My gracious hostess, Roberta Russell, took me in to downtown Ottawa the day after class, and that is Certainly a Beautiful City, with superb pie!!!

Monday morning I drove east across the top end of NY and entered my beloved Vermont again at Alburgh. It was 90 degrees and humid. Even though the winters are frigid and white, the summers are green and sweaty. I kept the windows open to inhale as much of VT as I could.

I drove south through the Lake Champlain islands, with a brief stop at Isle La Motte to pick up some stones to bring home. The shrine was one of the memorable scenes of Tim's departure into the Peace Corps with David and me as witnesses.

My mom's brother, Bill, in the center. A sumptuous dinner with the Bickford clan. Aunt Arlene is always taking the pictures, so she's never in them. Some day my brothers, their families, and I will get to VT as a group for a larger and longer reunion. In the meantime we welcome any family members and friends who make it to the Northwest.

Lots of conversations about the concept of HOME during my trip.
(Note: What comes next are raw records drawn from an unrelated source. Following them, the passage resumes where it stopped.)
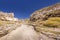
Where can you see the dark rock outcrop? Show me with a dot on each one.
(45, 13)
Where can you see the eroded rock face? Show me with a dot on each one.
(46, 12)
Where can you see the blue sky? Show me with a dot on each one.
(24, 8)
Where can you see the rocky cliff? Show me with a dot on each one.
(43, 24)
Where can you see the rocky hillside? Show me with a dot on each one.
(43, 23)
(46, 21)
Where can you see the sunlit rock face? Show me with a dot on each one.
(7, 16)
(24, 32)
(46, 12)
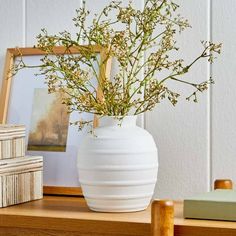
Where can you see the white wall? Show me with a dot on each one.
(196, 141)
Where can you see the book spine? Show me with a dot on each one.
(19, 188)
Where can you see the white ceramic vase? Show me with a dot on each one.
(118, 166)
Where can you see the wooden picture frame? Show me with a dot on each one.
(5, 95)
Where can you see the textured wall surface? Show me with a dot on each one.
(196, 142)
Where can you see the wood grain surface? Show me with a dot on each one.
(56, 215)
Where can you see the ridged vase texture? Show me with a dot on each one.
(118, 166)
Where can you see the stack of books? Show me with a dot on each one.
(20, 175)
(219, 204)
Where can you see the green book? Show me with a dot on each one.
(215, 205)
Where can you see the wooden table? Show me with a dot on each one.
(69, 216)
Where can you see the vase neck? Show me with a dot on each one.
(112, 121)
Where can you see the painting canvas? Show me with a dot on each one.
(49, 122)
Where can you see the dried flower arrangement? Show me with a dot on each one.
(143, 46)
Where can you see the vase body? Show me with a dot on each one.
(118, 166)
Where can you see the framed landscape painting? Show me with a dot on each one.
(25, 100)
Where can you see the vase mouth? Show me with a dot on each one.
(117, 121)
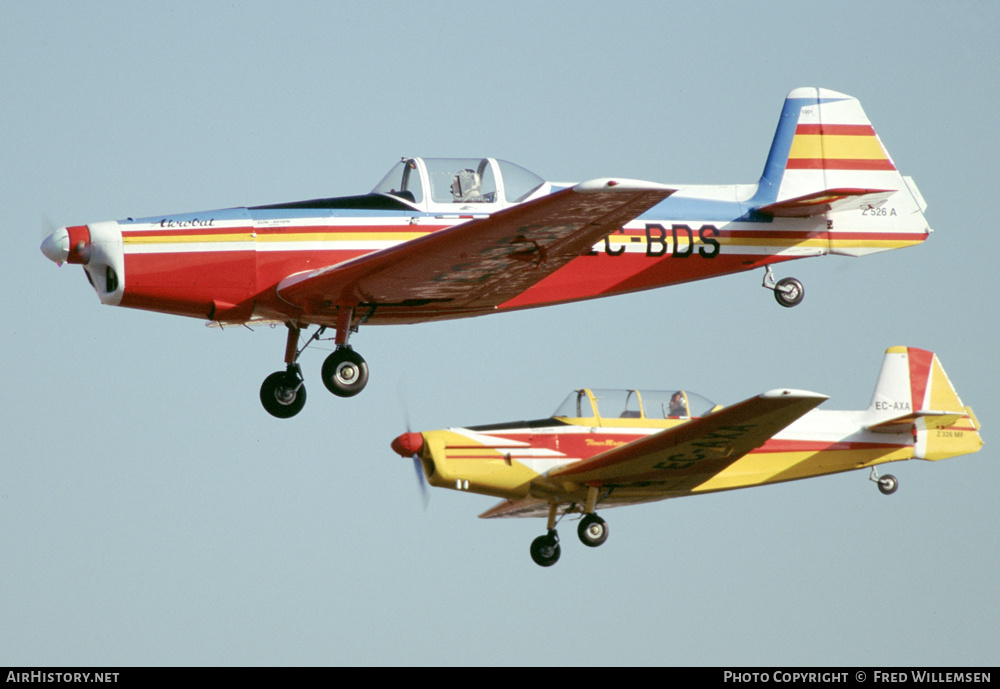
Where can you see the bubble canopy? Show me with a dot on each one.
(447, 183)
(633, 404)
Vermont, especially the Northeast Kingdom, will always be my standard of a beautiful and homey landscape...although there are places here on the way to Joyce in the West End that remind me some of my home state.

David and Anne's colorfully-decorated farmhouse in central VT was my last overnight, after a cookout by the pond in Groton State Forest....all those miles of dirt roads!!! I took a quick trip around the Northeast Kingdom--St. J looks a lot cuter, taking advantage of the Victorian architecture, and East Ryegate is pretty much the same, except some of the houses have been spruced up. The old schoolhouse where I used to live is surrounded by trees I planted as sprouts in the Seventies that are now taller than the building. At a farmers market way up in Danville, there were already ripe cherry tomatoes--we're still waiting for them locally.
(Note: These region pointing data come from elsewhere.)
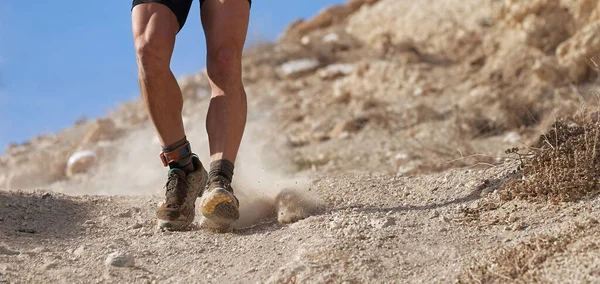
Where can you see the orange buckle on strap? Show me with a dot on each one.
(172, 156)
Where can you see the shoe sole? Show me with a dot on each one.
(178, 225)
(220, 208)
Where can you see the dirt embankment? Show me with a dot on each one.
(405, 141)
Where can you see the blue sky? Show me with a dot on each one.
(61, 60)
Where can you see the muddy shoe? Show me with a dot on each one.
(178, 210)
(218, 204)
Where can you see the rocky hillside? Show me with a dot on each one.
(464, 127)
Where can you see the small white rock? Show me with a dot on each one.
(50, 265)
(120, 259)
(296, 68)
(331, 37)
(7, 251)
(79, 251)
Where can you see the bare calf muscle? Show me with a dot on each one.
(155, 24)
Back to Burlington--a city that has grown tremendously since I last lived there in the Eighties. Lunch at Skinny Pancakes by the lake with David and Tim...so many good old times to celebrate!

HOME AGAIN! I love my adopted home in the Northwest, where it's always temperate, and I can see salt water from my desk. My rock back yard with lavender, sedums, and creeping thyme had filled in, meaning lots of weeding for me.

My VT rocks will find a home here, and gathering yet more smooth stones is an ever-present excuse to visit the beaches. The worn edges remind me of the effects of time on all of us.

Summer is a time when I receive visitors, too. Doug and Amal sans children for a few weeks, at the Port Angeles farmers' market. Notice the Olympic mountains in the background. There are still patches of snow in evidence--drinking water for our summer.

More company has followed, and I'm back at work in the hand clinic. I the timing of my trip back East was excellent, in allowing me to enjoy my good, good friends, the scenes of my earlier life, and also to appreciate the roots I've put down here and the good friends I've mad here, who were happy to hear that I'm staying.

My meditation practice helped me to enjoy each sight, taste, conversation, hug as I traveled so it seemed as if everything worked perfectly and that I was able to savor each moment away, but have no regrets about where I am now. As all the projects and possibilities flood in, I need to remember to do one thing at a time and enjoy the process...taking time for biking and all the other delights of summer on the Peninsula. Come and Visit!